Editorial
Éditorial
Le temps des « dividendes de la paix » est révolu. Instabilité, dangerosité, imprévisibilité rythment désormais les affaires du Monde. Le retour des États puissances et du nationalisme, l’affirmation du recours au rapport de force et la volonté de domination sont à l’agenda international. Lors de la rédaction du dernier Livre blanc de 2013, les menaces – certes clairement identifiées – semblaient lointaines, du moins géographiquement. Avec les attentats de 2015 et le terrorisme djihadiste nihiliste qui n’a pas hésité à frapper sur notre sol, il était nécessaire de refaire le point de nos horizons stratégiques à court mais aussi à long terme. C’est l’objectif de la Revue stratégique de défense et de sécurité nationale présentée il y a quelques semaines au président de la République. De ce fait, il appartenait à la Revue Défense Nationale d’y apporter des éclairages avec les contributions des autorités politiques en charge de notre défense. C’est aussi le témoignage de leur attachement au rôle de la RDN dans le débat stratégique depuis 1939.

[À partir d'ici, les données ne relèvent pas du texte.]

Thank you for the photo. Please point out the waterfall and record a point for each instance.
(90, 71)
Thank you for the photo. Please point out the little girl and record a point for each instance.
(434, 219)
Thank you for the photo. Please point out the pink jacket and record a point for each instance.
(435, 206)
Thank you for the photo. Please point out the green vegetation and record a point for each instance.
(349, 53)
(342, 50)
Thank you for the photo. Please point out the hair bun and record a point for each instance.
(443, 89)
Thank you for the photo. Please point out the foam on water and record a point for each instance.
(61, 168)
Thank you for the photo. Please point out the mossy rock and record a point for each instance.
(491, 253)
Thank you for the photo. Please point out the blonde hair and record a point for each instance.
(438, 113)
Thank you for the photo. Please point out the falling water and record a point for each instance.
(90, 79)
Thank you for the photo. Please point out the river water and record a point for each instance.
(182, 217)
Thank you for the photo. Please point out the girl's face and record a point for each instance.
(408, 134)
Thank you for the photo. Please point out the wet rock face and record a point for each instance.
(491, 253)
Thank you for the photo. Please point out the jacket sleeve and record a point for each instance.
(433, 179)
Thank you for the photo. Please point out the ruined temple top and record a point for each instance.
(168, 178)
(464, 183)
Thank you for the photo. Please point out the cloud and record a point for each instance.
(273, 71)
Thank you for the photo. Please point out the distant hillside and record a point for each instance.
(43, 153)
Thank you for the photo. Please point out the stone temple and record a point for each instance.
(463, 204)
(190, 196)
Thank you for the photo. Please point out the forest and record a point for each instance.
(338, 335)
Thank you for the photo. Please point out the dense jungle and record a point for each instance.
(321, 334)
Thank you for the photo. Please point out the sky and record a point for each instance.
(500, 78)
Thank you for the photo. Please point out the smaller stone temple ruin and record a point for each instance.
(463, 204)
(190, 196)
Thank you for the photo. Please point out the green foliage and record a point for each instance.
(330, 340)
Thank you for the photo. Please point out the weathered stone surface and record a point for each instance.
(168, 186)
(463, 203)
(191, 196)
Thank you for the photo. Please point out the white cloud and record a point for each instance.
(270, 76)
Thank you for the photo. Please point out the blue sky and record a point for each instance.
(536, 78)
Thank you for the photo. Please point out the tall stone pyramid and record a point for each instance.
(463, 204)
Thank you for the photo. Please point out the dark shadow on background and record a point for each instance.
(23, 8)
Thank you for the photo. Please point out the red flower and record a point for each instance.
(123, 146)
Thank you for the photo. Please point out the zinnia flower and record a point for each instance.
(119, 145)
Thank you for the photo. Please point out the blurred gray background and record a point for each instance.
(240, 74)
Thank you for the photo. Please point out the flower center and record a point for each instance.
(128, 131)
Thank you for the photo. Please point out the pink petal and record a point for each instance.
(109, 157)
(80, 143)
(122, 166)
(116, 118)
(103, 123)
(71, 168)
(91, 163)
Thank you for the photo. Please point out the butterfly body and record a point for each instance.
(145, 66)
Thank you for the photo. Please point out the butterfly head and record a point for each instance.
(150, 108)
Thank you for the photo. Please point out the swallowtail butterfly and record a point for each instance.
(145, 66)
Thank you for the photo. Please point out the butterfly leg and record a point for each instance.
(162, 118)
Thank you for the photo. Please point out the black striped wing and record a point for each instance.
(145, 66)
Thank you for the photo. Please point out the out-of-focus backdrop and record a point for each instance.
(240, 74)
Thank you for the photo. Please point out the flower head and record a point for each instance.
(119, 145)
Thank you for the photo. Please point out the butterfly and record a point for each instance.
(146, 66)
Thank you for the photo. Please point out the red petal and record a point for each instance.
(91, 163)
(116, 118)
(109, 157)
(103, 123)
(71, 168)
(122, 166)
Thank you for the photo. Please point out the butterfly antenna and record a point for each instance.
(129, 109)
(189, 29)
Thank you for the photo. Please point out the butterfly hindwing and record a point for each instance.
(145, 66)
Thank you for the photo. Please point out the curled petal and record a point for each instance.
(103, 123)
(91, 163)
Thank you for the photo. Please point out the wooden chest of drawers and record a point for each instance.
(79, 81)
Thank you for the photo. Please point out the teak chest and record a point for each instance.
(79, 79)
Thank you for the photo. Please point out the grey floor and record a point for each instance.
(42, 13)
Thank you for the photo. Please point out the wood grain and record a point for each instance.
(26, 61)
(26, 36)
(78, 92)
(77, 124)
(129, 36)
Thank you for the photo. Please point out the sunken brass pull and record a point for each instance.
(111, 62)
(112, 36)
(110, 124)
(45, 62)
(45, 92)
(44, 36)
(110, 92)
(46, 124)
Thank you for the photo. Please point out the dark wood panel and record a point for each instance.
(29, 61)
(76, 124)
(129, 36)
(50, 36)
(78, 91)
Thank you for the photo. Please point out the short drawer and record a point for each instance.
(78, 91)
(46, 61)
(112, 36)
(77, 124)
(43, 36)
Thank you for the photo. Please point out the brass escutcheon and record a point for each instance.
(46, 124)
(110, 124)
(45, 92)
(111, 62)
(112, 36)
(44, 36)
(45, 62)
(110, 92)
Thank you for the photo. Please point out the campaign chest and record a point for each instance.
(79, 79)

Et coïncidence du calendrier, en décembre 1967, le général d’armée Charles Ailleret, CEMA à cette époque, publiait un article majeur sur la stratégie de la France affirmant la volonté d’une défense autonome basée sur un modèle d’armée complet s’appuyant sur la dissuasion nucléaire. Les mots d’hier résonnent toujours cinquante ans plus tard et les faits démontrent que la construction de notre défense s’inscrit dans le temps long avec le besoin combiné d’une volonté politique affirmée et des ressources financières, humaines et technologiques suffisantes pour que les discours ne soient pas de vains mots. Il faut rajouter aussi que, déjà en 1967, l’importance de disposer des capacités technologiques et industrielles était soulignée par Charles Ailleret avec, en particulier, la recherche et l’innovation.
Aux analyses proposées ici sur la Revue stratégique se rajoutent d’autres articles montrant bien la complexité du monde, qu’il soit vu sous un angle géographique ou sous sa dimension du cyberespace. Cette complexité nécessite un décryptage permanent pour mieux l’appréhender et être à même de pouvoir réagir, voire anticiper. D’autant plus que de nouveaux espaces deviennent les champs de confrontation dès aujourd’hui, qu’ils soient physiques comme les espaces maritimes, virtuels comme le cyber avec la question désormais posée de l’Intelligence artificielle et ses algorithmes dans les choix décisionnels. La menace d’un Terminator n’est plus éloignée si l’Homme se prend pour Prométhée.
Cette année 2017 aura donc vu de profonds bouleversements tant stratégiques que politiques, y compris en France. D’où l’importance de cette Revue stratégique voulue par le chef de l’État, qui fixe le cadre et définit nos ambitions pour notre défense. D’où l’importance également des choix à venir dans le cadre de la prochaine Loi de programmation. Il est clair que la responsabilité des décideurs politiques et des chefs militaires sera engagée pour que la France, dans un monde instable, puisse se défendre en affirmant sa vocation européenne au service de la paix dans le Monde.